Wilder's career reached its zenith in the early 1960s. Writing, directing and producing his own films for release by the Mirisch Corporation through United Artists, he reaped a healthy share of the profits of such blockbusters as SOME LIKE IT HOT and IRMA LA DOUCE; he also enjoyed virtually total control over his films. A series of setbacks began with KISS ME, STUPID, a film which was castigated by critics and moral guardians such as Cardinal Spellman for its dry, unflinching sexual humor. THE PRIVATE LIFE OF SHERLOCK HOLMES (1970) was drastically cut and failed to earn back its cost. The 70s saw Wilder struggling with a remake of THE FRONT PAGE (1974) and the misbegotten FEDORA (1978). Wilder's most recent film, with his frequent stars Jack Lemmon and Walter Matthau, was the farcical BUDDY BUDDY (1981).
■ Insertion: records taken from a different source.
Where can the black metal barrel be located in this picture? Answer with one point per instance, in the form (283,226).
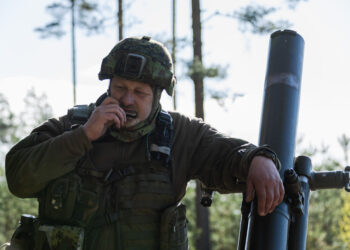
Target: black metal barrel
(278,129)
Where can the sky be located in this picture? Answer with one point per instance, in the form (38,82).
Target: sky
(26,62)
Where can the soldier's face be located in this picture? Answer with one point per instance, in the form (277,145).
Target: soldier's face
(135,98)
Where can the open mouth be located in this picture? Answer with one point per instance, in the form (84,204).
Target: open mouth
(130,114)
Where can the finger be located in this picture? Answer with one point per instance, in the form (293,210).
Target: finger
(111,117)
(117,110)
(249,191)
(276,199)
(269,203)
(261,201)
(281,190)
(109,100)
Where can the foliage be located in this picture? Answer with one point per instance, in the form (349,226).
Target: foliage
(325,214)
(11,209)
(89,18)
(36,111)
(344,223)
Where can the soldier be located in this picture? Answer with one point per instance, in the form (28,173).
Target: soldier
(111,175)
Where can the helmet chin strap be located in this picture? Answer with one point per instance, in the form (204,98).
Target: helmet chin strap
(142,128)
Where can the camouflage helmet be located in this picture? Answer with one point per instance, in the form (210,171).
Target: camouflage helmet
(140,59)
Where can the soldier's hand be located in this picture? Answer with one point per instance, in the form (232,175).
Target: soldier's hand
(105,115)
(264,180)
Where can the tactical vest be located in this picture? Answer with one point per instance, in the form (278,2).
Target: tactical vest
(119,197)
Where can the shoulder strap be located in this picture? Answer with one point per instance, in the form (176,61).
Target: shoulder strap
(163,138)
(79,114)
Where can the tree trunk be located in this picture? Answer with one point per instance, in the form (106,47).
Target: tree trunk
(173,51)
(120,19)
(73,51)
(202,213)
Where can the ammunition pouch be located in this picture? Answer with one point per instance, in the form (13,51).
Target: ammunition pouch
(66,201)
(27,236)
(173,228)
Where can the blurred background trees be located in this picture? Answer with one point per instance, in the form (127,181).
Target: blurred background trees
(329,210)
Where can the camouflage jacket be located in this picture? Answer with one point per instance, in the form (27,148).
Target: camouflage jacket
(198,152)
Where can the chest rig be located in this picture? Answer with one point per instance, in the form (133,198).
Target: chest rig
(123,194)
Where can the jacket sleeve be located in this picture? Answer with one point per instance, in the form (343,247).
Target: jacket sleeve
(50,151)
(211,157)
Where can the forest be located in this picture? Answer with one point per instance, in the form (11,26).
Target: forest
(329,210)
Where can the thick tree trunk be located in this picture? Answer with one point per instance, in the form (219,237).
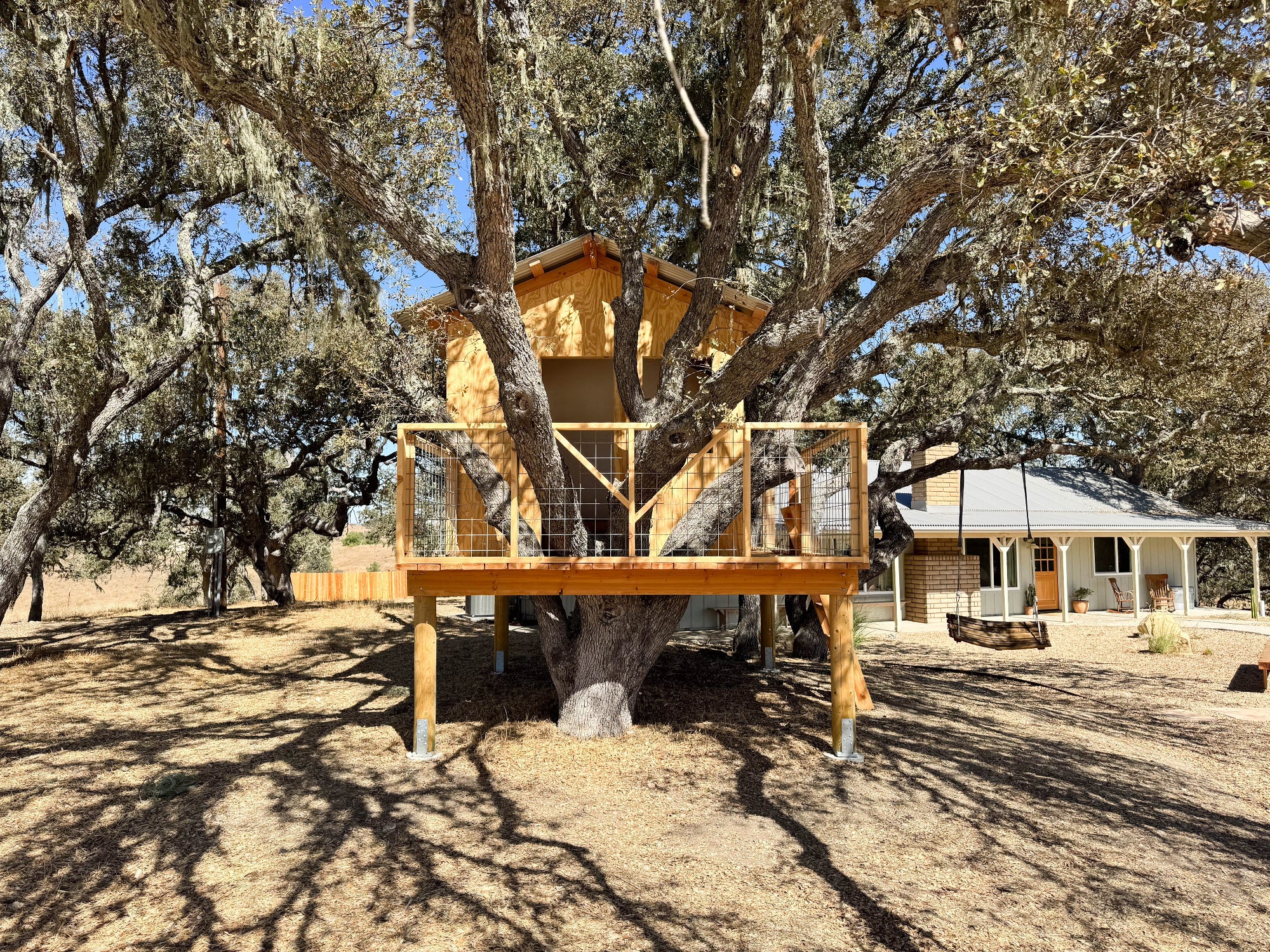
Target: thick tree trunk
(810,639)
(745,639)
(34,517)
(599,659)
(37,581)
(275,573)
If the later years of his career were less than successful, the consolations have been many; seven Academy Awards for writing, directing and producing; the Cannes festival Palme d'Or for THE LOST WEEKEND; the Irving Thalberg Award; the Life Achievement Awards of the Directors Guild and the American Film Institute. Billy Wilder has brought to the screen an outsider's sharp eye for American absurdity and cruelty, and a master scenarist's skill at rendering those absurdities within a dozen variations, some bitter, some sweet, but all with intelligence, clarity and even affection.